The Creston Valley Thunder Cats and the Canadian Cancer Society put men’s health issues at center ice with “Grow-vember” throughout the month of November. This health campaign focused on men’s cancers that occur “below the belt” and encouraged men of all ages to be proactive when it comes to their health.
According to Canadian Cancer Society health promotion co-ordinator Patti Moore, 3,100 B.C. men will be diagnosed with prostate cancer this year.
“We know that men generally don’t like to talk about their health issues but it’s important that these taboos are broken,” she said. “The society wants men to know that cancers below the waist are serious, especially as slightly more men than women are diagnosed with cancer. In addition to prostate cancer, this men’s health initiative was also focused on colon and testicular cancers.”
The month-long campaign saw the Thunder Cats rallying their community to raise funds for the Canadian Cancer Society, which was on hand at two home games over the month, encouraging men to “get to know their equipment’” and providing information on men’s health.

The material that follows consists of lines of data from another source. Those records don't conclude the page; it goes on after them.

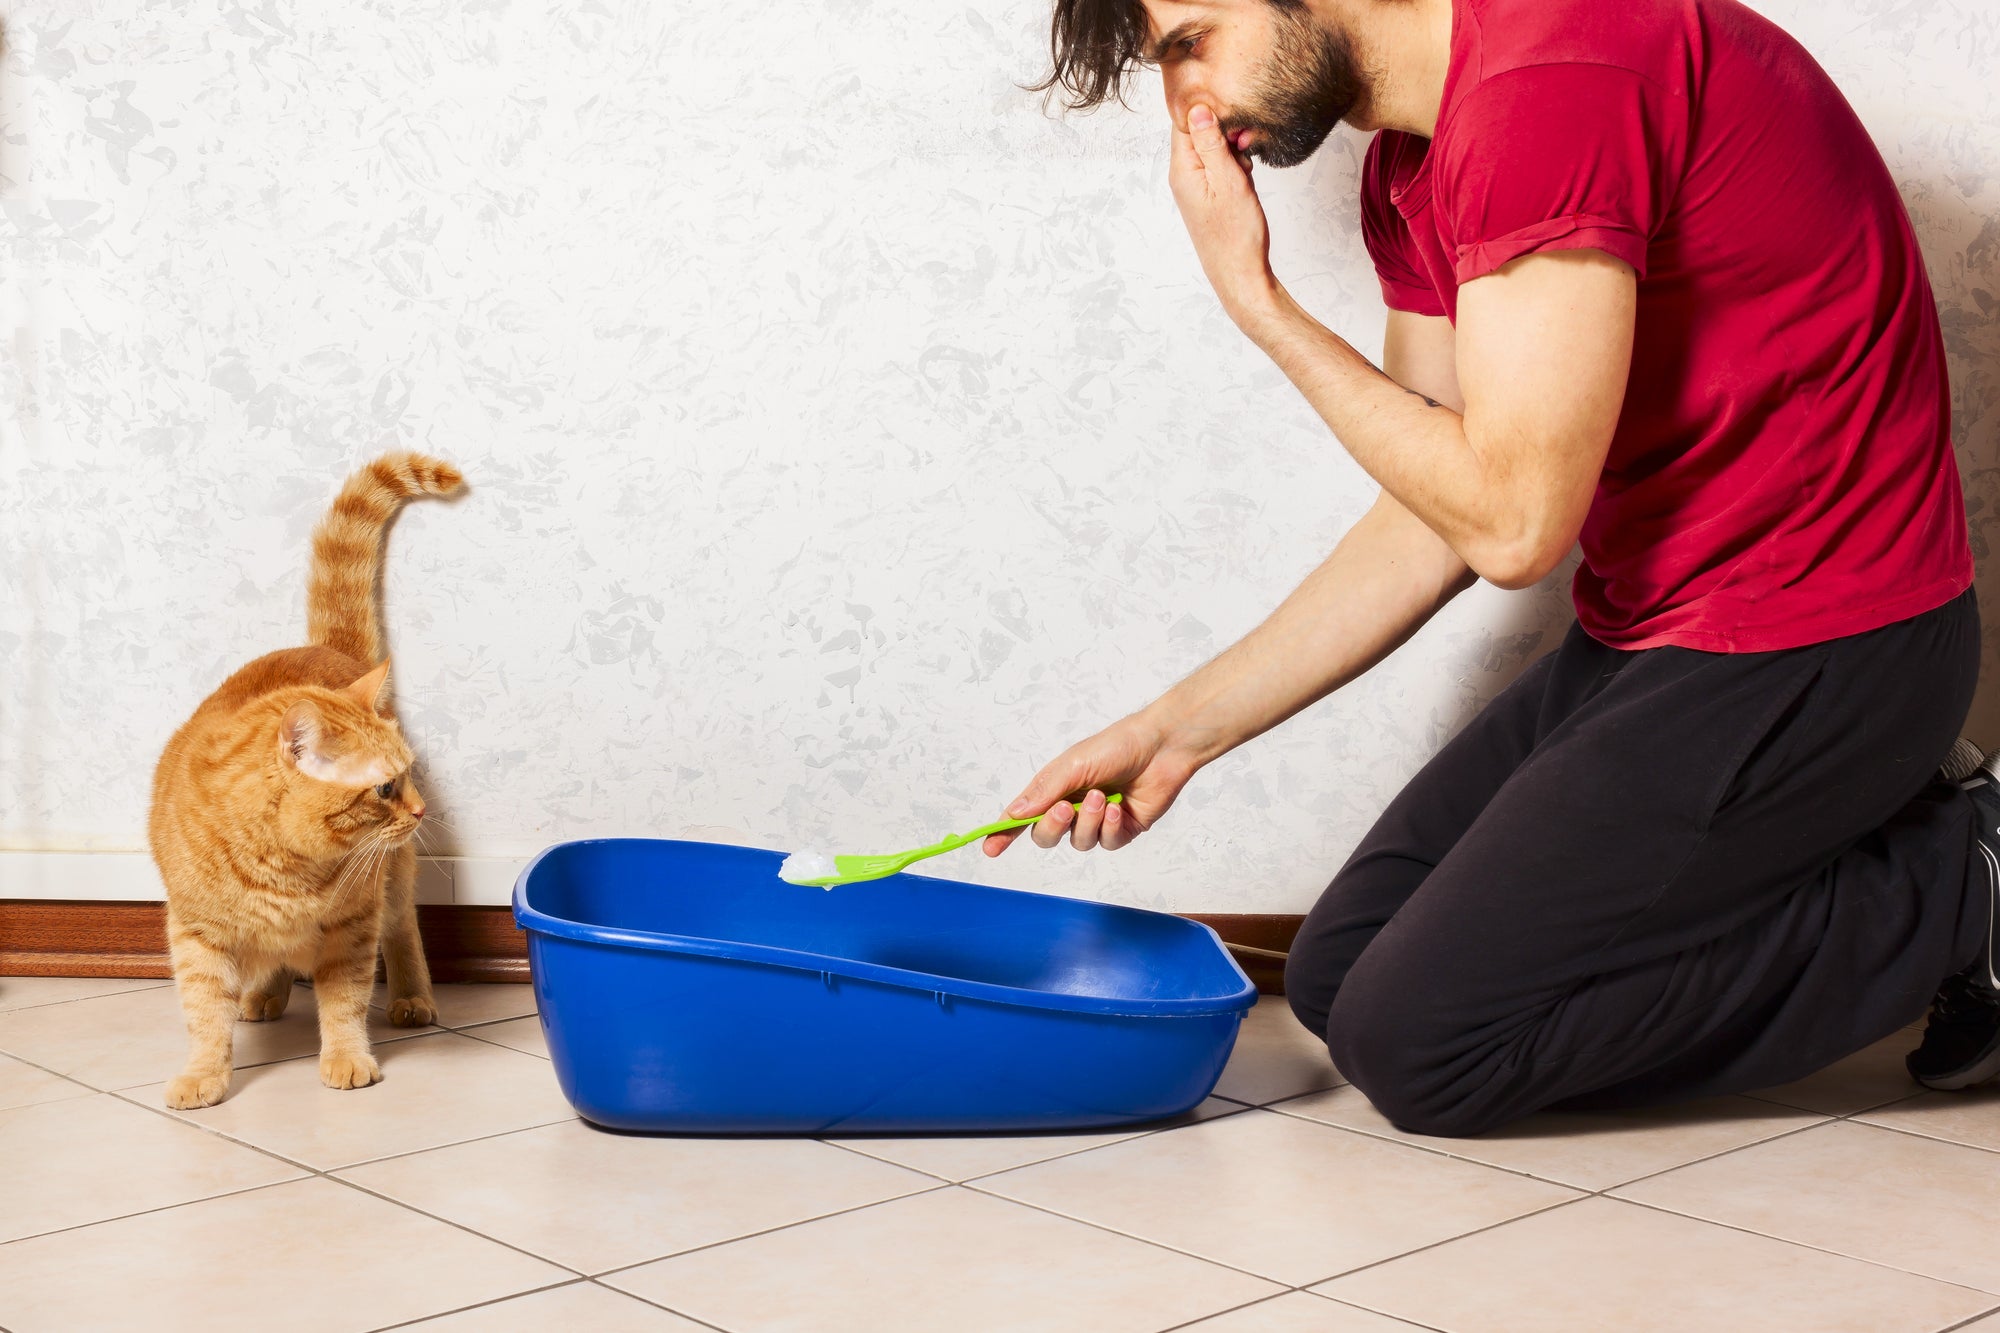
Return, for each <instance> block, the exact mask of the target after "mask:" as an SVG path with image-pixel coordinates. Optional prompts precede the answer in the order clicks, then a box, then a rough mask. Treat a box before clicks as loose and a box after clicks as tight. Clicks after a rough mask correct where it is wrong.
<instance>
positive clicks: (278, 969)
mask: <svg viewBox="0 0 2000 1333" xmlns="http://www.w3.org/2000/svg"><path fill="white" fill-rule="evenodd" d="M288 1003H292V969H290V967H286V965H284V963H278V967H276V971H272V973H270V975H268V977H250V985H246V987H244V999H242V1005H238V1009H236V1017H238V1019H242V1021H244V1023H270V1021H272V1019H282V1017H284V1007H286V1005H288Z"/></svg>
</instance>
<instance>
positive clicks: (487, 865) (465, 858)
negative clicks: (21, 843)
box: [0, 851, 528, 907]
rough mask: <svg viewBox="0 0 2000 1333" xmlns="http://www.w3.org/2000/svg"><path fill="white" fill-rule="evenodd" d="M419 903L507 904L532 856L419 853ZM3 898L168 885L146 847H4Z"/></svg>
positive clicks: (117, 902) (28, 896)
mask: <svg viewBox="0 0 2000 1333" xmlns="http://www.w3.org/2000/svg"><path fill="white" fill-rule="evenodd" d="M416 865H418V871H416V901H418V903H460V905H480V907H506V905H508V903H512V901H514V881H516V879H518V877H520V873H522V871H524V869H526V865H528V857H418V861H416ZM0 899H40V901H50V903H76V901H90V899H96V901H114V903H160V901H162V899H166V887H164V885H162V883H160V873H158V871H156V869H154V865H152V857H150V855H146V853H114V851H94V853H46V851H0Z"/></svg>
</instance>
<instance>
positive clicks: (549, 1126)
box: [104, 1055, 576, 1175]
mask: <svg viewBox="0 0 2000 1333" xmlns="http://www.w3.org/2000/svg"><path fill="white" fill-rule="evenodd" d="M300 1059H314V1061H316V1059H318V1057H316V1055H306V1057H300ZM138 1087H152V1085H138ZM132 1091H136V1089H128V1091H122V1093H104V1095H106V1097H116V1099H118V1101H124V1103H126V1105H132V1107H138V1109H140V1111H152V1113H154V1115H162V1117H166V1119H168V1121H174V1123H176V1125H188V1127H190V1129H200V1131H202V1133H206V1135H214V1137H216V1139H222V1141H224V1143H234V1145H238V1147H246V1149H252V1151H256V1153H264V1155H266V1157H276V1159H278V1161H282V1163H288V1165H292V1167H298V1169H300V1171H310V1173H314V1175H330V1173H334V1171H350V1169H354V1167H368V1165H374V1163H378V1161H394V1159H396V1157H414V1155H416V1153H436V1151H438V1149H448V1147H458V1145H460V1143H484V1141H486V1139H504V1137H506V1135H518V1133H528V1131H530V1129H548V1127H550V1125H564V1123H568V1121H544V1123H542V1125H522V1127H518V1129H502V1131H498V1133H490V1135H476V1137H472V1139H458V1141H454V1143H434V1145H430V1147H418V1149H404V1151H400V1153H384V1155H382V1157H364V1159H360V1161H344V1163H336V1165H332V1167H314V1165H312V1163H310V1161H300V1159H296V1157H286V1155H284V1153H280V1151H278V1149H268V1147H264V1145H260V1143H252V1141H250V1139H238V1137H236V1135H232V1133H228V1131H226V1129H218V1127H214V1125H202V1123H200V1121H194V1119H186V1115H176V1113H174V1111H172V1109H168V1107H156V1105H152V1103H150V1101H140V1099H138V1097H132ZM350 1091H362V1089H350ZM216 1105H222V1103H216ZM204 1111H206V1107H204ZM570 1119H576V1117H574V1115H572V1117H570Z"/></svg>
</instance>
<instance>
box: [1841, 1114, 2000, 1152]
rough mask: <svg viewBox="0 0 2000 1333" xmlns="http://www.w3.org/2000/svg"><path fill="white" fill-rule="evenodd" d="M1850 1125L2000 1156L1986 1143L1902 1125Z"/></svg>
mask: <svg viewBox="0 0 2000 1333" xmlns="http://www.w3.org/2000/svg"><path fill="white" fill-rule="evenodd" d="M1848 1123H1850V1125H1854V1127H1856V1129H1886V1131H1888V1133H1892V1135H1902V1137H1904V1139H1922V1141H1926V1143H1946V1145H1950V1147H1968V1149H1972V1151H1974V1153H1994V1155H2000V1149H1994V1147H1986V1145H1984V1143H1966V1141H1964V1139H1946V1137H1942V1135H1926V1133H1922V1131H1916V1129H1904V1127H1902V1125H1880V1123H1876V1121H1848Z"/></svg>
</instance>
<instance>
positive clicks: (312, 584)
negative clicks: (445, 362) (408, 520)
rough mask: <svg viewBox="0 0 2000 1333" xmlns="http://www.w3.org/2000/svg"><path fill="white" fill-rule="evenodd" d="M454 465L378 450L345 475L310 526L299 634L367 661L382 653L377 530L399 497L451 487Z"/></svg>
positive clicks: (424, 493) (395, 502)
mask: <svg viewBox="0 0 2000 1333" xmlns="http://www.w3.org/2000/svg"><path fill="white" fill-rule="evenodd" d="M462 484H464V476H460V472H458V468H454V466H452V464H450V462H444V460H442V458H430V456H426V454H382V456H380V458H376V460H374V462H370V464H368V466H364V468H362V470H360V472H356V474H354V476H350V478H348V480H346V484H344V486H342V488H340V494H338V496H336V498H334V506H332V508H330V510H326V518H322V520H320V526H318V528H314V530H312V578H310V582H308V584H306V640H308V642H316V644H322V646H326V648H334V650H338V652H346V654H348V656H352V658H354V660H358V662H364V664H368V667H374V664H376V662H380V660H382V604H380V598H378V596H376V588H380V586H382V532H384V530H386V528H388V524H390V520H392V518H394V516H396V510H400V508H402V504H404V500H410V498H412V496H420V494H452V492H454V490H458V486H462Z"/></svg>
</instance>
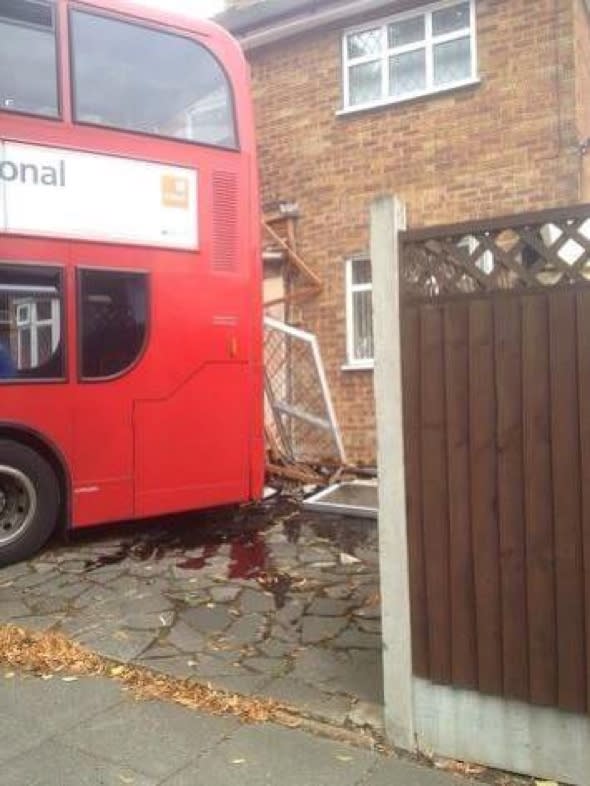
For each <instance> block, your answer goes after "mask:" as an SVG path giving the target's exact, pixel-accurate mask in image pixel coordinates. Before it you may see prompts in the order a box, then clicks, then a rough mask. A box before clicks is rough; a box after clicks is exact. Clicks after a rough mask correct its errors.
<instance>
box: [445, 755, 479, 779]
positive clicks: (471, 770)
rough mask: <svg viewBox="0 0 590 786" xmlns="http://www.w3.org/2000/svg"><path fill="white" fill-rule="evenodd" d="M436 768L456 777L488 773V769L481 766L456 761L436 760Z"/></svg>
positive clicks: (445, 759)
mask: <svg viewBox="0 0 590 786" xmlns="http://www.w3.org/2000/svg"><path fill="white" fill-rule="evenodd" d="M434 766H435V767H436V768H437V769H438V770H444V771H445V772H451V773H453V774H454V775H468V776H471V775H481V774H482V773H483V772H485V771H486V768H485V767H481V766H480V765H479V764H470V763H469V762H465V761H455V760H454V759H436V760H435V762H434Z"/></svg>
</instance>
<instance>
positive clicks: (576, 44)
mask: <svg viewBox="0 0 590 786" xmlns="http://www.w3.org/2000/svg"><path fill="white" fill-rule="evenodd" d="M574 2H575V43H576V49H575V52H576V109H577V125H578V139H579V140H580V141H582V142H583V141H584V140H586V139H589V138H590V12H588V10H587V8H586V4H585V0H574ZM582 198H583V199H584V200H585V201H590V150H588V152H587V153H586V156H585V158H584V160H583V162H582Z"/></svg>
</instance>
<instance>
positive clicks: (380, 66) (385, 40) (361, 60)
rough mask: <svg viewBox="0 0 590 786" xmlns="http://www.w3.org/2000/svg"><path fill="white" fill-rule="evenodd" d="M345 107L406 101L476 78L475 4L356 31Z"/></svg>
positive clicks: (347, 37) (353, 31) (463, 84)
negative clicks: (396, 101) (399, 101)
mask: <svg viewBox="0 0 590 786" xmlns="http://www.w3.org/2000/svg"><path fill="white" fill-rule="evenodd" d="M343 62H344V90H343V92H344V108H345V109H348V110H351V109H364V108H368V107H371V106H379V105H382V104H388V103H393V102H396V101H402V100H405V99H409V98H415V97H417V96H422V95H426V94H428V93H436V92H440V91H441V90H447V89H449V88H451V87H459V86H460V85H464V84H468V83H470V82H472V81H474V80H475V79H476V76H477V64H476V47H475V3H474V0H467V1H466V2H460V3H457V2H445V3H437V4H436V5H432V6H428V7H427V8H426V9H424V10H421V11H420V12H419V13H416V12H415V11H413V12H409V13H405V14H400V15H398V16H394V17H392V18H390V19H388V20H386V21H385V22H382V23H379V24H372V25H367V26H366V27H363V28H360V29H357V30H354V31H350V32H348V33H346V34H345V35H344V39H343Z"/></svg>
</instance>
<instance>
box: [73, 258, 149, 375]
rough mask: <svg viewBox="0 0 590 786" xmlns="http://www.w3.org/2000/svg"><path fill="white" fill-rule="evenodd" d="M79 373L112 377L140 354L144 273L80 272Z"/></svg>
mask: <svg viewBox="0 0 590 786" xmlns="http://www.w3.org/2000/svg"><path fill="white" fill-rule="evenodd" d="M80 281H81V286H80V297H81V304H80V305H81V309H80V310H81V321H82V325H81V336H82V376H83V377H84V378H85V379H97V378H101V377H112V376H115V375H116V374H120V373H121V372H123V371H125V370H126V369H127V368H129V366H131V365H133V363H134V362H135V361H136V360H137V358H138V357H139V355H140V353H141V351H142V348H143V344H144V341H145V337H146V321H147V279H146V276H145V275H144V274H143V273H113V272H112V271H102V270H83V271H81V272H80Z"/></svg>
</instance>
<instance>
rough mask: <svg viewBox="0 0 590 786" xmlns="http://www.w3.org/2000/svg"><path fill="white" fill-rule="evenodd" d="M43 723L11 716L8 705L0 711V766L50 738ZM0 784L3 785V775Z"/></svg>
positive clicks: (9, 705)
mask: <svg viewBox="0 0 590 786" xmlns="http://www.w3.org/2000/svg"><path fill="white" fill-rule="evenodd" d="M50 734H51V732H50V731H49V730H47V729H46V728H45V726H44V725H43V723H41V722H40V721H37V720H35V719H34V718H30V717H27V718H24V717H19V716H18V715H13V714H12V713H11V712H10V705H9V704H4V703H3V704H2V709H1V710H0V765H2V769H3V763H4V762H6V761H9V760H10V759H12V758H14V757H15V756H17V755H18V754H21V753H25V752H26V751H29V750H31V748H34V747H35V746H36V745H38V744H39V743H41V742H43V741H44V740H45V739H47V738H48V737H49V736H50ZM0 782H2V784H4V780H3V774H2V776H1V778H0Z"/></svg>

“We are very excited to be working with the Thunder Cats as these young, healthy players are role models for local youth and young adults in our community,” said Canadian Cancer Society revenue development co-ordinator Lori Stevenson. “It is cool to know your body and to be pro-active when it comes to our health
The Thunder Cats worked hard all month to raise money in support of men’s health, and are grateful for all the wonderful support they received for their campaign.
“We put a fundraising thermometer in our lobby,” said souvenirs and merchandising director Sally Keck. “The goal was to raise $1600, and if we hit that every player on the team committed to shaving their heads. Well, the hair was flying — we did it!”
In an act of solidarity, assistant coach Geromy Piva joined the players in shaving his head.
Stevenson was excited to see the community get behind this campaign.
“We did similar campaigns with a number of Kootenay region hockey clubs,” she said. “I’m pleased to report that the Thunder Cats raised more money than any other team for the men’s health campaign.
“”We are encouraging men to have a game plan because these cancers can have positive outcomes if detected and treated early. The goal is get them to talk about it more and to seek out information about cancer prevention and early detection.”